Reflections on our perverse view of children

As I mark with sadness the anniversary of the travesty known as "Roe v.. Wade", a gross usurpation of the power of the legislature to make law and the 10th amendment, I thought of how perverse our culture's view of children really is.

A madman shoots twenty children in a suburban school and the nation rightly mourns and weeps, at least for a few hours until the political posturing begins.

Meanwhile in Chicago and other cities around the nation, young people, children in fact, murder one another with impunity and few people care.

The man we inaugurated as our President yesterday who spoke forcefully about "doing something" and protecting our children at the same time embraced the culture of death that transforms tens of millions of children into "choices" to be disposed of at will. The death of twenty children at the hands of a man wielding a gun is a tragedy, the death of 56,000,000 children at the hands of men wielding scalpel and suction tubes is cherished as a sign of how far we have progressed.

Yet many of the same people who carry signs protesting abortion shrug off the deaths of children around the world, victims of the "war on terror". Freedom isn't free and all that.

A child killed in a suburban school is a tragedy. A black child shot by another black child in Chicago is a statistic. A child killed in the womb is a murder victim or a choice depending on your politics.
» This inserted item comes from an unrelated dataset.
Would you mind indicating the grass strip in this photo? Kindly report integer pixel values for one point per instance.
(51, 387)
A Pakistani child killed in a drone strike is collateral damage, an acceptable loss to preserve our way of life.

Ours is a culture that feeds and thrives on death, especially the death of children. If that doesn't make you weep, something is broken inside of you.

2 comments:

Anonymous said...

well said Arthur, and so very very sad indeed.

Isaiah 5:20 Woe to those who call evil good and good evil, who put darkness for light and light for darkness, who put bitter for sweet and sweet for bitter!

Todd

Fred Shope said...

We only care about those things that make us feel good about ourselves. If children fit into that, then we care. If not, it's someone else's issue. It's selfishness.